Extracellular vesicles (EVs) are emerging key protagonists in intercellular communication between adipocytes and breast cancer (BC) cells. Here, we described a new mechanism by which EVs released by mature adipocytes promoted breast cancer cell malignancy "in vitro" and "in vivo". We found that adipocyte-derived EVs enhanced growth, motility and invasion, stem cell-like properties, as well as specific traits of epithelial-to-mesenchymal transition in both estrogen receptor positive and triple negative BC cells. Of note, adipocyte-derived EVs aid breast tumor cells in lung metastatic colonization after tail-vein injection in mice. These EV-mediated effects occur via the induction of HIF-1α activity, since they were abrogated by the use of the HIF-1α inhibitor KC7F2 or in cells silenced for HIF-1α expression. Moreover, using an “ex vivo” model of obese adipocytes we found that the depletion of EVs counteracted the ability of obese adipocytes to sustain pro-invasive phenotype in BC cells. Interestingly, EVs released by undifferentiated adipocytes failed to induce aggressiveness and HIF-1α expression. These findings shed new light on the role of adipocyte-derived EVs in breast cancer progression, suggesting the possibility to target HIF-1α activity to block the harmful adipocyte-tumor cell dialogue, especially in obese settings.

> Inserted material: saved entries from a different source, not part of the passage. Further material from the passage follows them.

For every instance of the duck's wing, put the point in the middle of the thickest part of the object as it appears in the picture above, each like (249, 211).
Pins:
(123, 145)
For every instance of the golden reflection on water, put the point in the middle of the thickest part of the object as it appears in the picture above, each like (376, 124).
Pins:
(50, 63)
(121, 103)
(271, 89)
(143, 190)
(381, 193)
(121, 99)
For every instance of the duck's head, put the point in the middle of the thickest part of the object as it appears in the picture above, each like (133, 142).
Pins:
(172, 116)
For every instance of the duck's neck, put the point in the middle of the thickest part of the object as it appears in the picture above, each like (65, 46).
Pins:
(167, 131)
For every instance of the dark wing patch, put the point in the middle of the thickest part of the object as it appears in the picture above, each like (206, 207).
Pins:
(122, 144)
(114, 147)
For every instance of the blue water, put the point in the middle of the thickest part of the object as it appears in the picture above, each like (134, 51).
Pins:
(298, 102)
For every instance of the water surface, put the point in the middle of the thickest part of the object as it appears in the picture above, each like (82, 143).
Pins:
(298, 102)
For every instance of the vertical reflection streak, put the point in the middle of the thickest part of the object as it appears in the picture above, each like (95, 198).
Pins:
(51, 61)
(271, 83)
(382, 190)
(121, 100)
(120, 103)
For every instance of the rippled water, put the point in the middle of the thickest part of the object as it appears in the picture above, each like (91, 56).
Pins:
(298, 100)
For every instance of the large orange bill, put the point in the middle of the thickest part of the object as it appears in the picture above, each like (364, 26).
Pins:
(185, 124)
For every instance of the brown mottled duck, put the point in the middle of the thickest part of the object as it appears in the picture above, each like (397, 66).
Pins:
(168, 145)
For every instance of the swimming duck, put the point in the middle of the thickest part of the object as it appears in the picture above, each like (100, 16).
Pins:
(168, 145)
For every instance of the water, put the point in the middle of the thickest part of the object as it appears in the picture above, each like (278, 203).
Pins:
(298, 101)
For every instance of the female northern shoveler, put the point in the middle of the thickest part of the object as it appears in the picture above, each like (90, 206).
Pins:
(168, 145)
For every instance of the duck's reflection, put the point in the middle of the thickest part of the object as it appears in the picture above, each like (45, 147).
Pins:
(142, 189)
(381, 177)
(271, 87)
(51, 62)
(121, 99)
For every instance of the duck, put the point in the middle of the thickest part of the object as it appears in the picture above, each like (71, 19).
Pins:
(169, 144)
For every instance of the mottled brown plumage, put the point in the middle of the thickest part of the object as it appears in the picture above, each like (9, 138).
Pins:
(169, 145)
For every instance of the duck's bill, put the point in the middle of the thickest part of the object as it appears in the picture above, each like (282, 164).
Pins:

细胞外囊泡（EV）是脂肪细胞和乳腺癌（BC）细胞之间细胞间通讯的新兴关键主角。在这里，我们描述了成熟脂肪细胞释放的EV在“体外”和“体内”促进乳腺癌细胞恶性的新机制。我们发现，脂肪细胞来源的 EV 增强了雌激素受体阳性和三阴性 BC 细胞的生长、运动和侵袭、干细胞样特性以及上皮间质转化的特定特征。值得注意的是，脂肪细胞来源的 EV 在小鼠尾静脉注射后有助于乳腺肿瘤细胞的肺转移定植。这些 EV 介导的效应是通过诱导 HIF-1α 活性而发生的，因为使用 HIF-1α 抑制剂 KC7F2 或在 HIF-1α 表达沉默的细胞中可以消除这些效应。此外，使用肥胖脂肪细胞的“离体”模型，我们发现 EV 的消耗抵消了肥胖脂肪细胞维持 BC 细胞中促侵袭表型的能力。有趣的是，未分化脂肪细胞释放的 EV 未能诱导攻击性和 HIF-1α 表达。这些发现为脂肪细胞衍生的 EV 在乳腺癌进展中的作用提供了新的线索，表明有可能靶向 HIF-1α 活性来阻止有害的脂肪细胞-肿瘤细胞对话，特别是在肥胖环境中。